The Chinese likewise don’t want a substantial portion of North Korea’s 25 million people surging over the border if the regime collapses and isn’t replaced at once by something stable. And let’s not kid ourselves. A post-communist North Korea would barely resemble post-communist East Germany. Compared to North Korea, East Germany circa 1989 was practically Switzerland. Even post-Saddam Iraq and post-Qaddafi Libya were more advanced than North Korea is now.
And the Chinese government doesn’t give a flying fork about human rights abuses there or anywhere else. Its own human rights record is plenty dismal enough. The only reason Otto Warmbier’s death even registers is because it’s prompting the United States to ratchet up pressure on China to ratchet up its own pressure on North Korea.
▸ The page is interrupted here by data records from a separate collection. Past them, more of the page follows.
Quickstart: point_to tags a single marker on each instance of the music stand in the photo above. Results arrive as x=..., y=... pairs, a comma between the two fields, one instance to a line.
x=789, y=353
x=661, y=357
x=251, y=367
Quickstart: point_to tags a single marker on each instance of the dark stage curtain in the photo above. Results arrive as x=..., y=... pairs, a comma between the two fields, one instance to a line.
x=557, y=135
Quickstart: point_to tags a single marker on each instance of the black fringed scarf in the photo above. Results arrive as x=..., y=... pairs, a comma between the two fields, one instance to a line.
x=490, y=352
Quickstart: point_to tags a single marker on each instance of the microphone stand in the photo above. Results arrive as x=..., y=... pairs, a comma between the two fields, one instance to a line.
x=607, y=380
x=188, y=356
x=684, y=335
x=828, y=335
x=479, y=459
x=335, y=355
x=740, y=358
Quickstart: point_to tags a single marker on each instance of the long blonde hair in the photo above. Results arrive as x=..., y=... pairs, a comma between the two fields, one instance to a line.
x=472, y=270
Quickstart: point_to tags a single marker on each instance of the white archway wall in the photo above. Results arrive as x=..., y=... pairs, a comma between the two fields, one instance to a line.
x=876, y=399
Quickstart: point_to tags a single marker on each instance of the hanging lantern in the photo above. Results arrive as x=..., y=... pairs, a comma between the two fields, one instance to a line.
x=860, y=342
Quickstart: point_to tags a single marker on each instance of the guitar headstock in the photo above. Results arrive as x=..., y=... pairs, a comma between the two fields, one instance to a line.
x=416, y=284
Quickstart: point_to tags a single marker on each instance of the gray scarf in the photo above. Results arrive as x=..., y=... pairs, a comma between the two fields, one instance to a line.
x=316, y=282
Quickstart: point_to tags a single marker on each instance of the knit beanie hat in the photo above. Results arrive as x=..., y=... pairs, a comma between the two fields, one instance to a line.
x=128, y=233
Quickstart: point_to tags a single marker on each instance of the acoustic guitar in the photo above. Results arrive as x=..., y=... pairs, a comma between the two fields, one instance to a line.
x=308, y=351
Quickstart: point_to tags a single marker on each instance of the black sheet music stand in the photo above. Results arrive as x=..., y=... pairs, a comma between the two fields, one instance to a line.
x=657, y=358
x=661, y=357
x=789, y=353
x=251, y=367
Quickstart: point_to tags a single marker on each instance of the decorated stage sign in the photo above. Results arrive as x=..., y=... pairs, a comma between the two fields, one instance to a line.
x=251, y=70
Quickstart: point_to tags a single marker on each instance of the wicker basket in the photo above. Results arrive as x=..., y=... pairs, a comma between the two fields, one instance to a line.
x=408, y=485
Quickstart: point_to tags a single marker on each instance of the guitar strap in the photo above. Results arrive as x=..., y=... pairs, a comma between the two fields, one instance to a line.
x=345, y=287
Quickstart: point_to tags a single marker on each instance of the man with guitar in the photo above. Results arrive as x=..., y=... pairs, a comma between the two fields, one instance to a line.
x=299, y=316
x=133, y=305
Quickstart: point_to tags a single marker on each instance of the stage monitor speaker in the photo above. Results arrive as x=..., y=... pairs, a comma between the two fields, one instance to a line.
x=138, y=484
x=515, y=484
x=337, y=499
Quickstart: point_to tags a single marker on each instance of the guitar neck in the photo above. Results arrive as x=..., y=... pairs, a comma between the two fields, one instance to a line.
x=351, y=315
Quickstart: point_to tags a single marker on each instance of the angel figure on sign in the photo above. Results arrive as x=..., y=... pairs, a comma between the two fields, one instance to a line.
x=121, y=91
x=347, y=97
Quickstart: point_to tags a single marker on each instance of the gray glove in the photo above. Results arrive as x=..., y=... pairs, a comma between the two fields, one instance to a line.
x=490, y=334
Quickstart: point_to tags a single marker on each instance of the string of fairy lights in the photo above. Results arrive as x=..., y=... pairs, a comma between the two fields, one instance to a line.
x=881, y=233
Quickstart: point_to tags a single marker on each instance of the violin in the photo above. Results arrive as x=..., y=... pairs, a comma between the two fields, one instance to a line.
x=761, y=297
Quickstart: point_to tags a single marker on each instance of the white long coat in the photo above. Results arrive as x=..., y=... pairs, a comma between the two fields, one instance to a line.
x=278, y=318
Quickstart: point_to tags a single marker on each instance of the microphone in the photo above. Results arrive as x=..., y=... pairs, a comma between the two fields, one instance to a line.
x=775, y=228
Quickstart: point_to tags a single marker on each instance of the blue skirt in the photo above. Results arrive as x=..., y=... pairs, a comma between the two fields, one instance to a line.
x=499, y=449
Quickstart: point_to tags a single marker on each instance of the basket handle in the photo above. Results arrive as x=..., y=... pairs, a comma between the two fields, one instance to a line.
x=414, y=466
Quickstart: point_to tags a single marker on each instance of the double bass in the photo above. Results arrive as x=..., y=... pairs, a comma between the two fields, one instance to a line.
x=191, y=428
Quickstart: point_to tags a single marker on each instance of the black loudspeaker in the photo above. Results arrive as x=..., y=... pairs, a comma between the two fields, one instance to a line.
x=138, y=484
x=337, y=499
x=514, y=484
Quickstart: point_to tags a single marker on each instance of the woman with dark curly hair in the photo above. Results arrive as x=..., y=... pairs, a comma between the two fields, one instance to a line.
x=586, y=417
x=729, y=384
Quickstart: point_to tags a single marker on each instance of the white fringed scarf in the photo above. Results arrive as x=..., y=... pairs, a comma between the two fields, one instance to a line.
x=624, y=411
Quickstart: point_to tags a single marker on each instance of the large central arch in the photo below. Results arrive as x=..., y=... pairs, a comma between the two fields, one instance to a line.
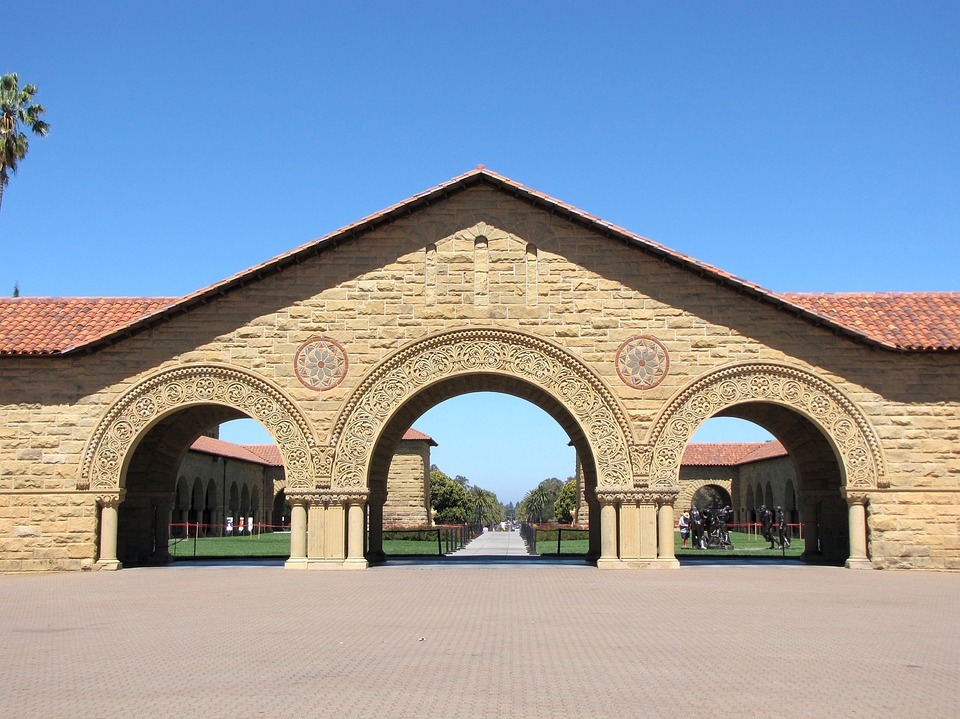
x=484, y=351
x=635, y=521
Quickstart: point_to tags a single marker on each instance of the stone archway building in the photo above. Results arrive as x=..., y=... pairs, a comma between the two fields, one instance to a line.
x=481, y=284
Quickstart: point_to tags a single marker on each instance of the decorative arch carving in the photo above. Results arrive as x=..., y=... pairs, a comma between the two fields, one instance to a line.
x=816, y=399
x=482, y=229
x=149, y=401
x=485, y=351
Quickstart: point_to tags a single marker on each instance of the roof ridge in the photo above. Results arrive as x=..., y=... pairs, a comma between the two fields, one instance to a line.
x=881, y=337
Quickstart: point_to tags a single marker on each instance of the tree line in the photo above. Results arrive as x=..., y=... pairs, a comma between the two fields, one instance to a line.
x=456, y=501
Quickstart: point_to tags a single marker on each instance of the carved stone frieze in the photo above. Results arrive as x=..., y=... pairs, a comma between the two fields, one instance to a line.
x=493, y=351
x=171, y=390
x=817, y=400
x=627, y=495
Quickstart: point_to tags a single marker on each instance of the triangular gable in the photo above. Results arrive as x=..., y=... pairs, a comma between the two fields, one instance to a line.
x=836, y=317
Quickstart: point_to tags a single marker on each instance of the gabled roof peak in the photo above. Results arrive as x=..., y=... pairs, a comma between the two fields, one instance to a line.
x=895, y=325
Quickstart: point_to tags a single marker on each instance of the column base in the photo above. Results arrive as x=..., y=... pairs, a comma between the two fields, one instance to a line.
x=610, y=564
x=671, y=563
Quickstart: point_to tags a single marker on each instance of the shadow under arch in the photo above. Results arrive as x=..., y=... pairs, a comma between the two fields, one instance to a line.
x=145, y=432
x=834, y=448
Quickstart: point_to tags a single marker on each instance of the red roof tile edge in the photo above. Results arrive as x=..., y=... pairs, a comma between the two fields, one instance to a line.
x=479, y=175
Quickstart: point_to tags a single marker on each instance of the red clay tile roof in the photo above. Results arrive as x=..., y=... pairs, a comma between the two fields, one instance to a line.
x=50, y=325
x=219, y=448
x=269, y=453
x=923, y=321
x=905, y=320
x=416, y=435
x=730, y=454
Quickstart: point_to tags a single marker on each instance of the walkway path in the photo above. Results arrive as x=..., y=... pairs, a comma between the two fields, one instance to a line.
x=494, y=544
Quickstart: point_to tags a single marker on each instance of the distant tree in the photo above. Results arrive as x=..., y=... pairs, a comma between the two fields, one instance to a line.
x=17, y=112
x=487, y=508
x=567, y=502
x=450, y=501
x=538, y=504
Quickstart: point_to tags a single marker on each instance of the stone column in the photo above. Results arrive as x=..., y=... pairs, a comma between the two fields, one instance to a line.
x=631, y=531
x=375, y=528
x=355, y=534
x=161, y=533
x=809, y=517
x=857, y=509
x=298, y=533
x=609, y=558
x=593, y=521
x=666, y=556
x=108, y=505
x=648, y=528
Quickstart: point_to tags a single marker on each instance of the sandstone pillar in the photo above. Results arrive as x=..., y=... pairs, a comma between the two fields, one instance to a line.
x=375, y=529
x=108, y=532
x=608, y=534
x=857, y=509
x=630, y=531
x=161, y=533
x=810, y=520
x=298, y=533
x=648, y=529
x=665, y=535
x=355, y=534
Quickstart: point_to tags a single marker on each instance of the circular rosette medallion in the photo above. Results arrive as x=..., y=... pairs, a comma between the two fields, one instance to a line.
x=321, y=363
x=642, y=362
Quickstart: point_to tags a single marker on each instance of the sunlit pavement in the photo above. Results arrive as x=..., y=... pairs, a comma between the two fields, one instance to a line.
x=525, y=640
x=494, y=544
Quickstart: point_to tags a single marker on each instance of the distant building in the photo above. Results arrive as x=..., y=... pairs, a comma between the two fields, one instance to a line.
x=223, y=484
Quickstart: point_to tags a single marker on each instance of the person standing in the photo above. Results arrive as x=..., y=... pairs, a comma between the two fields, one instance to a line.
x=683, y=524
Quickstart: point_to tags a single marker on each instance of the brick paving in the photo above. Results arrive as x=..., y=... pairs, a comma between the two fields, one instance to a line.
x=525, y=639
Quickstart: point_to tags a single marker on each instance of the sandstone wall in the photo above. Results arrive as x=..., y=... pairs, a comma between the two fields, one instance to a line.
x=478, y=258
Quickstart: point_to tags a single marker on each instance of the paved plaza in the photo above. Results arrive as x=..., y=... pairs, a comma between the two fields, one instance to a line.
x=518, y=638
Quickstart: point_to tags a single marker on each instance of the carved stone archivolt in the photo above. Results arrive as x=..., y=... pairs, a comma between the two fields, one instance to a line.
x=146, y=403
x=488, y=351
x=817, y=400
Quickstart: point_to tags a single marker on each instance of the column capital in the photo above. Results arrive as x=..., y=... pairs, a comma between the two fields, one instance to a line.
x=632, y=495
x=856, y=497
x=112, y=499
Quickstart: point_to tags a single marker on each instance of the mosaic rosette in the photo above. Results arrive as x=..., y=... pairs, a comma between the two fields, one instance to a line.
x=321, y=363
x=642, y=362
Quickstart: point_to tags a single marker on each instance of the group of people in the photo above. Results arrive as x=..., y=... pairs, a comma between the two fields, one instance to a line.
x=774, y=520
x=706, y=528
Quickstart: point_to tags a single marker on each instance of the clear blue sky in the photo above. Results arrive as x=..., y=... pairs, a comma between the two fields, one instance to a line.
x=803, y=146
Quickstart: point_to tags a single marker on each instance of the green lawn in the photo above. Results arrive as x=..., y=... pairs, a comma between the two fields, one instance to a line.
x=277, y=544
x=744, y=545
x=270, y=544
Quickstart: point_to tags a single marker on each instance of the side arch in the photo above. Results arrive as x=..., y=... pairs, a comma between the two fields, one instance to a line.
x=145, y=404
x=824, y=405
x=481, y=351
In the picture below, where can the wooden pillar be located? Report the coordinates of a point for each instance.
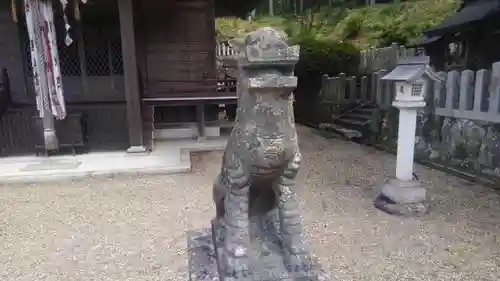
(131, 77)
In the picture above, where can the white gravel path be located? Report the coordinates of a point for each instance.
(134, 228)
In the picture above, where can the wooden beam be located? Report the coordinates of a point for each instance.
(132, 94)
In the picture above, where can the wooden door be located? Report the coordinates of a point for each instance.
(178, 43)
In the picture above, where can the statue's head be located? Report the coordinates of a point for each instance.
(266, 64)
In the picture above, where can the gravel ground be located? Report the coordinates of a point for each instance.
(134, 228)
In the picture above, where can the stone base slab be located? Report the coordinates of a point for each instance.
(403, 198)
(266, 259)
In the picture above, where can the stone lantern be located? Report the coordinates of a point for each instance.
(403, 195)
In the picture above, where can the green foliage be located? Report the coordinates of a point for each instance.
(314, 23)
(367, 26)
(319, 56)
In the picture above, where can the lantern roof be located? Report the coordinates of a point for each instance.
(412, 68)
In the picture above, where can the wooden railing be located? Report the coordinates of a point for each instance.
(5, 96)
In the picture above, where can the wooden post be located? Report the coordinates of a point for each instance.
(131, 76)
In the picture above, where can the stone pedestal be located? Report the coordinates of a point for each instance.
(403, 198)
(266, 256)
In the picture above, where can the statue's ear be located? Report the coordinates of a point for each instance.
(238, 44)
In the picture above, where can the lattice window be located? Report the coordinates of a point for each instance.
(96, 47)
(416, 90)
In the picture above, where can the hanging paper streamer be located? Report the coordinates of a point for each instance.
(54, 79)
(13, 7)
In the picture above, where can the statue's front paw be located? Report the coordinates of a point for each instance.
(236, 268)
(299, 263)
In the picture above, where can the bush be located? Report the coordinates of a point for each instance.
(319, 57)
(325, 56)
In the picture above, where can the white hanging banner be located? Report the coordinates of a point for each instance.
(54, 79)
(34, 54)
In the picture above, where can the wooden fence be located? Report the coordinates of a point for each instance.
(457, 131)
(344, 89)
(466, 94)
(469, 95)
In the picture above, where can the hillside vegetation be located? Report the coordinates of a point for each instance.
(377, 25)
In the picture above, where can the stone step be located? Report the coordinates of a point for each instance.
(360, 116)
(348, 133)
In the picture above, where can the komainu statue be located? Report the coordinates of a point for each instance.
(255, 190)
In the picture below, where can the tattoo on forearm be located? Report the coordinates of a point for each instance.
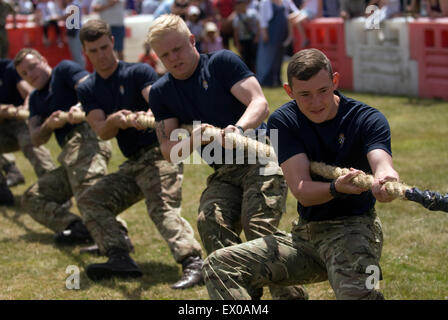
(160, 129)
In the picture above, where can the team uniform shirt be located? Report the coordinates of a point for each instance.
(58, 94)
(205, 96)
(9, 78)
(121, 90)
(343, 141)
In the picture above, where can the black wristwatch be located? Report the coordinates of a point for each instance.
(241, 129)
(334, 193)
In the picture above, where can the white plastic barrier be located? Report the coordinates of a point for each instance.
(381, 59)
(138, 26)
(136, 31)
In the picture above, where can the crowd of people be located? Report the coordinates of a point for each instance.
(338, 234)
(262, 30)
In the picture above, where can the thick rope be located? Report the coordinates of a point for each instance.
(393, 188)
(239, 141)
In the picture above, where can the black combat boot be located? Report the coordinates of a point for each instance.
(76, 233)
(94, 249)
(192, 269)
(119, 265)
(13, 175)
(6, 196)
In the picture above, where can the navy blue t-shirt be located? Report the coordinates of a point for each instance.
(58, 94)
(122, 90)
(9, 78)
(205, 96)
(343, 141)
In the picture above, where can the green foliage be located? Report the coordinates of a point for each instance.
(414, 261)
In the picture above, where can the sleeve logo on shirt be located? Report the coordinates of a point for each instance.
(341, 139)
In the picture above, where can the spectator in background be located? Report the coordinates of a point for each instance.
(437, 8)
(5, 10)
(211, 40)
(246, 32)
(224, 17)
(331, 8)
(195, 25)
(24, 7)
(130, 5)
(310, 9)
(206, 9)
(73, 34)
(178, 7)
(48, 14)
(112, 11)
(274, 35)
(388, 8)
(352, 8)
(86, 6)
(149, 6)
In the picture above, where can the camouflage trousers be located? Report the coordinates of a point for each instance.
(83, 159)
(243, 197)
(4, 43)
(146, 175)
(339, 250)
(14, 136)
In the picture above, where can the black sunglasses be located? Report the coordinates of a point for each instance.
(181, 5)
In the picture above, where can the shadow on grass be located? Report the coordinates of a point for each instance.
(153, 273)
(421, 102)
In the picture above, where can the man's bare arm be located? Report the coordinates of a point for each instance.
(40, 134)
(248, 91)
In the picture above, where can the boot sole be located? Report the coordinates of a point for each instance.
(99, 273)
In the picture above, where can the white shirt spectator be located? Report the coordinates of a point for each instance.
(114, 16)
(266, 13)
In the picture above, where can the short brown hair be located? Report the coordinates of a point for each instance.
(305, 64)
(23, 53)
(94, 29)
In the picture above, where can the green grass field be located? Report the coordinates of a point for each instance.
(414, 261)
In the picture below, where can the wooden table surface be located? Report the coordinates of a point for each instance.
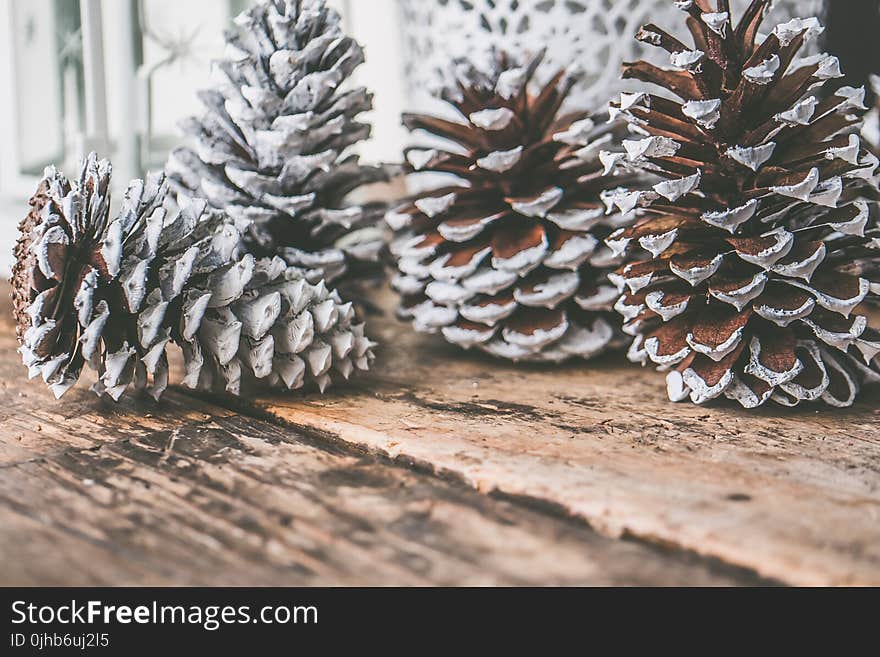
(438, 467)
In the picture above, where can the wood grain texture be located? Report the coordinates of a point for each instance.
(792, 494)
(188, 493)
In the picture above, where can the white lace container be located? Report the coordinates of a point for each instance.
(598, 34)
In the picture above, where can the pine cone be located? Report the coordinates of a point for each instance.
(271, 149)
(871, 131)
(761, 250)
(509, 257)
(115, 292)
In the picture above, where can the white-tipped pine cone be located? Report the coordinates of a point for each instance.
(114, 292)
(762, 240)
(509, 256)
(272, 147)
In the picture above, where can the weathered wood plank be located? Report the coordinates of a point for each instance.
(794, 495)
(96, 493)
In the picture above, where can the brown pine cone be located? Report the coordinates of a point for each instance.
(509, 256)
(762, 244)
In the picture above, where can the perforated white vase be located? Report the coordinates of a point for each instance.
(598, 34)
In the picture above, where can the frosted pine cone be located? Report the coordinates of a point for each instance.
(275, 327)
(509, 257)
(272, 148)
(114, 293)
(761, 249)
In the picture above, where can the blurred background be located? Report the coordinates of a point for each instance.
(116, 76)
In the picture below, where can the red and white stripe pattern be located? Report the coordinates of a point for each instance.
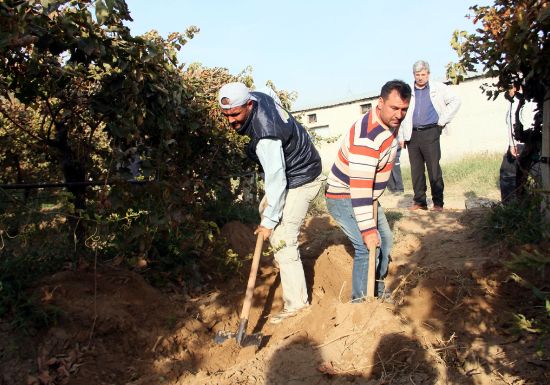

Last month, my colleague Gordon Chang showed that Beijing is still protecting its client from the United States and the rest of the world. In late May, Chinese fighter jets intercepted an American WC-135 plane in international airspace “sniffing” for radiation following a possible North Korean nuclear test. “The incident,” he wrote here at World Affairs, “is totally in keeping with China’s long history of insincerity characterized by empty, false, feigned, and betrayed promises to rein in the Kim regime.”
He also argues that the Chinese government’s deportation of asylum-seeking North Korean refugees as “economic migrants” violates the UN’s 1951 Refugee Convention which it has agreed to. These people aren’t economic migrants, nor would they put the least bit of strain on China’s economy. They want the Chinese to deport them—to South Korea rather than back to the North where they will be imprisoned or executed.
Why won’t Beijing ship them to Seoul? Simple. China’s rulers want North Korea’s would-be refugees to stay right where they are. A critical mass of them could pose an existential threat to their client. Both governments understand this perfectly well. After all, on the rare occasions when Beijing is sufficiently disgruntled with Pyongyang, it does allow refugees to pass through its territory to Seoul.
While China is potentially part of the solution, it’s still part of the problem. Short of extraordinary American pressure, that’s not going to change.